Purpose: The value of integrating clinical variables, radiomics, and tumor-derived cell-free DNA (cfDNA) for the prediction of survival and response to chemoradiation of patients with resectable esophageal adenocarcinoma is not yet known. Our aim was to investigate if radiomics and cfDNA metrics combined with clinical variables can improve personalized predictions.

Methods and materials: A cohort of 111 patients with resectable esophageal adenocarcinoma from 2 centers treated with neoadjuvant chemoradiation therapy was used for exploratory retrospective analyses. Models combining the clinical variables of the SOURCE survival model with radiomic features and cfDNA were built using elastic net regression and internally validated using 5-fold cross-validation. Model performance for overall survival (OS) and time to progression (TTP) were evaluated with the C-index and the area under the curve for pathologic complete response.

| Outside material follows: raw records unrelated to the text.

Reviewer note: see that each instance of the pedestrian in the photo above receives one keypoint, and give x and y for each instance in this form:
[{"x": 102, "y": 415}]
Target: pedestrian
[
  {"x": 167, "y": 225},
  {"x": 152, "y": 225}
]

Results: The best-performing baseline models for OS and TTP were based on the combination of SOURCE-cfDNA that reached a C-index of 0.55 and 0.59 compared with 0.44 to 0.45 with SOURCE alone. The addition of restaging positron emission tomography radiomics to SOURCE was the most promising addition for predicting OS (C-index: 0.65) and TTP (C-index: 0.60). Baseline risk stratification was achieved for OS and TTP by combining SOURCE with radiomics or cfDNA, log-rank P < .01. The best-performing combination model for the prediction of pathologic complete response reached an area under the curve of 0.61 compared with 0.47 with SOURCE variables alone.

Conclusions: The addition of radiomics and cfDNA can improve the performance of an established survival model. External validity needs to be further assessed in future studies together with the optimization of radiomic pipelines.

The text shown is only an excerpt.